Search code examples
rggplot2boxplotoutliersgeom-text

Adding labels to outliers for a single boxplots using geom_text() in ggplot2


I have a single boxplot in R of percentage correct values (y-axis), with each point on the plot representing a different participant. I want to label my three outliers with the participant ID (Pt_ID). I created a data frame that includes a column $outlier to label these.

#Create function to identify outliers in terms of % correct
findoutlier <- function(x) {
  return(x < quantile(x, .25) - 1.5*IQR(x) | x > quantile(x, .75) + 1.5*IQR(x))
}

#Add a column to identify which participants are outliers
performance_tibble <- performance_tibble %>%
        mutate(outlier = ifelse(findoutlier(performance_tibble$Perc_Correct), Pt_ID, NA))
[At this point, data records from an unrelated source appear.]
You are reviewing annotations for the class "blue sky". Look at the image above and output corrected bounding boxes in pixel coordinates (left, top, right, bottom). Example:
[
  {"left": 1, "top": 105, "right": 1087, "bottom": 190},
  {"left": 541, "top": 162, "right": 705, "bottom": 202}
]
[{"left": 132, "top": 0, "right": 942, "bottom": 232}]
#Plot boxplot of %correct including outliers labelled with Pt_ID
ggplot(performance_tibble)+geom_boxplot(aes(y=Perc_Correct), outlier.colour= "red")+theme(axis.text.x = element_blank(), axis.ticks.x= element_blank())

I have looked at other posts and have tried using +geom_text(aes(label=outlier), but this states that I need x and y aesthetics (and I only have a y variable as it is a single boxplot). Can anyone suggest how the labelling of these outliers can be achieved without needing to specify an x aesthetic?

I have added an image of the boxplot with the outliers in red.


Solution

  • You'll need to add a dummy value for the x value, and it's easier to move the y value into ggplot() so that it is used by all the layers. The only other change is to get rid of the x label that then appears. That gives (with some dummy data):

    findoutlier <- function(x) {
      return(x < quantile(x, .25) - 1.5*IQR(x) | x > quantile(x, .75) + 1.5*IQR(x))
    }
    
    #Add a column to identify which participants are outliers
    set.seed(0)
    performance_tibble <- tibble(Perc_Correct = -rlnorm(30), Pt_ID=sample(1:3, 30, TRUE))
    
    performance_tibble <- performance_tibble %>%
      mutate(outlier = ifelse(findoutlier(performance_tibble$Perc_Correct), Pt_ID, NA))
    
    #Plot boxplot of %correct including outliers labelled with Pt_ID
    ggplot(performance_tibble, aes(y=Perc_Correct, x=1)) + geom_boxplot(outlier.colour= "red")+
      geom_text(aes(label=outlier), nudge_x=0.01) +
      theme(axis.text.x = element_blank(), 
            axis.ticks.x= element_blank(),
            axis.title.x = element_blank())
    

    Output plot with point labels